How can I perform multiple linear models by accumulating the groups

kmilovelez · March 30, 2023, 7:08pm

I have a database with stable isotope measurements: deuterium and oxygen_18.
Both variables have been quantified monthly (there are some NAs per month) in rainwater from 2005 to 2014. In this case, the year is a group or a factor.

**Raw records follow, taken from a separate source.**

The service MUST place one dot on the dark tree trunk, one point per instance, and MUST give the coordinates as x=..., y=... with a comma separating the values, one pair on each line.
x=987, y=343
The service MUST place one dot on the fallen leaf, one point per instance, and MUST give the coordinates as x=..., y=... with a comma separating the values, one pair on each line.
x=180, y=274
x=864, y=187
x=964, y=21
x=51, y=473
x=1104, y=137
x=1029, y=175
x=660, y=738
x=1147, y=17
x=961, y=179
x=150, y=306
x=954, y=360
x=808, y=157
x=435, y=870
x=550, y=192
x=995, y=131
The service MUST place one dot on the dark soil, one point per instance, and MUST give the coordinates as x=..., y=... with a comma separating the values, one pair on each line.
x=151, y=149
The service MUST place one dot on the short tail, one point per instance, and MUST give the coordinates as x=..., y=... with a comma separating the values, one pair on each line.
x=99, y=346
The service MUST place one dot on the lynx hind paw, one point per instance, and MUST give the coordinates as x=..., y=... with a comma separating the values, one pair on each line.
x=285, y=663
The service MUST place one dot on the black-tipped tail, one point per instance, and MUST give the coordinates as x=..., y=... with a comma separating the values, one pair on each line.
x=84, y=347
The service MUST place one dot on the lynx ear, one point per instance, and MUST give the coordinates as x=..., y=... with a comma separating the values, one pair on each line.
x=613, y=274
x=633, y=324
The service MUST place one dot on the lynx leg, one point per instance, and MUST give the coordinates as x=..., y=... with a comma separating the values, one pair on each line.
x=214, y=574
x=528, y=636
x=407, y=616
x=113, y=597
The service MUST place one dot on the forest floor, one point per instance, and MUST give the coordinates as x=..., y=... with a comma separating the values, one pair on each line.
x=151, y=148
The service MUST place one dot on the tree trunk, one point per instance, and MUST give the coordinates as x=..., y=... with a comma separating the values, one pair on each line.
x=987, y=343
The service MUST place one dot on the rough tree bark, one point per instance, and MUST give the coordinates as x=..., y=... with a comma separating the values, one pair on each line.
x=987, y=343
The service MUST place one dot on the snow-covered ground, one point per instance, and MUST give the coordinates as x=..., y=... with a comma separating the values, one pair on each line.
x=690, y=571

I am trying to perform a lineal regression lm(deuterium ~ oxygen_18) by group (by year) but in such a way that the first model run the first group (2005), the second model analyzes the first and the second group (2005 and 2006), the third model run the first, the second and third groups (2005, 2006 and 2007) and so on until the latest model includes all the data from 2005 to 2014.

So far I have been able to perform the regression by group:

model.year <- df %>%
  nest(data = -Year) %>% 
  mutate(
    fit = map(
      data,
      ~ lm(Deuterio ~ Oxigeno, data = .x)
      ),
    tidied = map(fit, tidy)
  ) %>% 
  unnest(tidied)

Any suggestions as to how I could do this?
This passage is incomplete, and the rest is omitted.